Labour also pledges to work with train operators, broadcasters and football clubs to stop fans being left with worthless train tickets and having to buy new ones just because Sky and BT Sport want to move a game to television at a few weeks’ notice.
Supporters are charged extraordinary amounts for match tickets alone and are then left short-changed when the train ticket they have bought in advance, to save money, has gone to waste so clubs can pocket even more cash.
The Conservatives do not even mention sport in their manifesto and should that come as a surprise? What they pledged to do in their 2010 manifesto has turned out to be nothing but empty promises.

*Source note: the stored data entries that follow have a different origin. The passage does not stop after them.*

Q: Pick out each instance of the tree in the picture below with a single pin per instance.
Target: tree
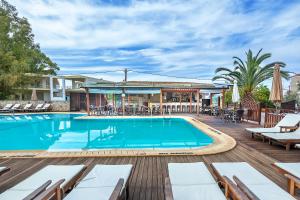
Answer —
(19, 54)
(249, 74)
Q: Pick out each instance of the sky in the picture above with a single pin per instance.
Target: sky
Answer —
(187, 38)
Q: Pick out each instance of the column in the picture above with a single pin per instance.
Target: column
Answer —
(160, 101)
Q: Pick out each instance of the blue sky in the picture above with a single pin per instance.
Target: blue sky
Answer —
(187, 38)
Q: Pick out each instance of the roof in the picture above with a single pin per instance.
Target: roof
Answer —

That manifesto said it would ensure that the 2012 Olympics would “leave a quantifiable and lasting sports legacy for the country.” Where is that legacy?
Does that legacy include education cuts which will force schools to slash sports teams and sell off playing fields?
Does that legacy include cuts to funding for a host of sports in the build-up to the 2020 Olympic games in Tokyo?
Badminton, in which Britain won bronze at the 2016 Rio Olympics, has had all its funding cut for the 2020 Olympics despite beating their target set by UK Sport.
UK Sport has had to appeal directly to May to make up the £30m shortfall in funding for Olympic and Paralympic athletes following a decline in National Lottery ticket sales.
In their 2010 manifesto the Tories set out plans meant to secure sports funding:
- Increase the proportion of National Lottery funding going to sport by increasing its share of good cause money to 20 per cent,
- Use the Lottery to create a new Community Sports Fund as part of our Olympic legacy strategy, which will improve grassroots sports facilities and provision.
But there has been no legacy — these pledges were poor to begin with and the reality has been even worse.
What about the promise to “create an annual Olympic-style schools sports competition between schools that will climax with a finals session held in the Olympic Stadium?”
Is that the same stadium in which West Ham are virtually playing in rent-free, with taxpayers being forced to foot the bill, and that in 2016 Karren Brady, West Ham vice-chair, said “should be congratulated,” as it was supposedly a “good deal for West Ham, the taxpayer and the community.”
A spokesman for West Ham United may have said that they “only use the stadium facilities on matchday so, as tenants, we pay for the share of rates on those matchdays,” but there is no denying that they truly have the “deal of the century.”
That same manifesto said it would enable “football fans to get involved in running their clubs,” but once again, this turned out to be a bald-faced lie.
Under a Labour government, we will see legislation for accredited supporters trusts to be able to appoint and remove at least two club directors and to purchase shares when clubs change hands.
Labour will also give back to women’s football to ensure that women and girls can benefit from playing the sport.
With England preparing for Euro 2017, on the back of a spectacular 2015 World Cup in which they finished third, more and more young girls are choosing the sport, not only as a hobby but they are beginning to see it as a possible profession.
While there is still so much to do at the professional level for it to be sustainable as a full-time job — the recent liquidation of the Notts County Ladies team is testament to that — Corbyn and Labour know that the foundations need to be in place for girls to get involved from as young an age as possible.
Football is a working-class game, a game for all, a “game for the many, not the few,” which under the Conservatives has left millions behind. Enough is enough.
Labour has pledged to improve access for disabled sports fans by ensuring that rapid improvements are made to grounds and by prioritising action to make clubs comply with obligations under the 2010 Equality Act.
Too many Premier League clubs are not meeting basic standards.
This will change under and a Labour government and this is why I will be voting Labour.